Вот такой мальчик Вова и приехал однажды в кризисный центр к Наташе – «посмотреть на дочку» – из районного городка – на такси! Вывалился пьяный в стельку, а тысячу рублей заплатила таксисту молодая мама. Благо ребеночку здесь собрали приданое, «выбили» Наташе комнату в общежитии по месту ее рождения, оформили все пособия, и в деньгах первое время она нуждаться не будет. Но, видимо, это будет очень короткое время: Вова собрался в Москву на заработки (!), но до этого он наверняка выжмет из нее на билет, всё пропьет, накостыляет ей на прощанье и умотает: и это еще в лучшем случае.

В худшем – будет висеть на ней до тех пор, пока она сама не подсядет на алкоголь: курит она уже давно, даже будучи беременной и кормя ребенка, не может отказать себе в этом «маленьком» удовольствии. А это значит, что ребенок вряд ли развивается нормально. Равно как и то, что у нее самой мозгов не хватает на элементарное самоукрощение ради ребенка, которого она сейчас еще очень любит…

Тем более и Вова с так называемым ЗПР: задержкой психического развития. Его мама живет с сестрой: родительских прав ее лишили только на Вову. Так что они с Наташей два сапога пара. И потомственное социальное сиротство их Алиночке почти обеспечено. Жаль, обидно, но…

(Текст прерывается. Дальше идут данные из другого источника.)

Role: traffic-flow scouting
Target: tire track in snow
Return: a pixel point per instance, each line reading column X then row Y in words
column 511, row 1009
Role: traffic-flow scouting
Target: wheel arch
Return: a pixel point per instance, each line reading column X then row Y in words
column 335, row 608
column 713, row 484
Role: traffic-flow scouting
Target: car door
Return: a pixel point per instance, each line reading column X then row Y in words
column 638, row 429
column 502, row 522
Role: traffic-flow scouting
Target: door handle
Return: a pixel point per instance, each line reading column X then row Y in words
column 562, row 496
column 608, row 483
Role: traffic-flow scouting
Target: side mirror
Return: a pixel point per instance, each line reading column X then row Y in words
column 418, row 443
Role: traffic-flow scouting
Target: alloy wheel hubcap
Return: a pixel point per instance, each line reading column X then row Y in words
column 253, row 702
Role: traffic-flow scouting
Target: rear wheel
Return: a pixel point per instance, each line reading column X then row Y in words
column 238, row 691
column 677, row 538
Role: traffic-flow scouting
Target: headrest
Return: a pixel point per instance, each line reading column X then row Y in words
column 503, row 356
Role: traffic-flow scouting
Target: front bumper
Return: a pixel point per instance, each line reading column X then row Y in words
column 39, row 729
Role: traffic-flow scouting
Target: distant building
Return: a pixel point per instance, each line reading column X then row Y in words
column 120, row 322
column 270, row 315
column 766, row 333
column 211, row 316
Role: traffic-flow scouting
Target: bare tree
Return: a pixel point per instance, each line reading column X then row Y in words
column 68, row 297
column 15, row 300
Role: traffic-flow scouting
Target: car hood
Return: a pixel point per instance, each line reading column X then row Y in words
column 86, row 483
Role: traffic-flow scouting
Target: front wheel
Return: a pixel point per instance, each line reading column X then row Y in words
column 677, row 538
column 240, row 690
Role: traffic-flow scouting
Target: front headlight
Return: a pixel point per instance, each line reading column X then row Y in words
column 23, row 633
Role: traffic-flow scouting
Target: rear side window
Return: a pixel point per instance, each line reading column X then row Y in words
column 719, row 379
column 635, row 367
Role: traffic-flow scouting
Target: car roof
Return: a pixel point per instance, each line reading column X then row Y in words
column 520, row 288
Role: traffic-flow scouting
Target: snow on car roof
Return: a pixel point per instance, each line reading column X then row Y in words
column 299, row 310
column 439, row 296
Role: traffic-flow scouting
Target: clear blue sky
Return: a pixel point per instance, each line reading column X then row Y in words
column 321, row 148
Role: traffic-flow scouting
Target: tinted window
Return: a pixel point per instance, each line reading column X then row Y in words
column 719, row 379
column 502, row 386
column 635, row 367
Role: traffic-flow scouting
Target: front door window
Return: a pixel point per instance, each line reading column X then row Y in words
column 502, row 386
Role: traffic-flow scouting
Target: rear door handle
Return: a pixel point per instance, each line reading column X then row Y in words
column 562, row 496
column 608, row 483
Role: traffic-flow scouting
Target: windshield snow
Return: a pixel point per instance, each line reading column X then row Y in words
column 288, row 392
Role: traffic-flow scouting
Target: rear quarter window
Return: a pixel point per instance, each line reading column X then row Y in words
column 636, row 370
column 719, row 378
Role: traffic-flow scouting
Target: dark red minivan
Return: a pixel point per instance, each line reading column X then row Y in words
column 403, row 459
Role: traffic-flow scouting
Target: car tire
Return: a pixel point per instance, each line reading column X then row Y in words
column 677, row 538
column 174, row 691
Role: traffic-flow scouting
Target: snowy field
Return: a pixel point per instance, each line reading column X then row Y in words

Как может быть иначе, если государство не заботится о том, чтобы предотвратить пьянство и деградацию населения, социальное сиротство и пополнение общества людьми «низшего» сорта. Куда проще и дешевле предоставить «ненужных» граждан самим себе, изъяв у них детей и разместив их в дома призрения, откуда они в 15 лет отправляются на свои хлеба: в ПТУ и общежития, откуда уходят проторенными путями…

Единовременное пособие на рождение ребенка и комната в убогом общежитии – это самое большее, на что могут рассчитывать малолетние мамы-сироты, которым несть числа. И даже воспитываясь в приемных семьях, такие дети могут встать на путь истинный только у честных, верующих, добросердечных, по-настоящему любящих родителей и опекунов. Которых, к сожалению, тоже не так уж много. Но они, слава Богу, есть…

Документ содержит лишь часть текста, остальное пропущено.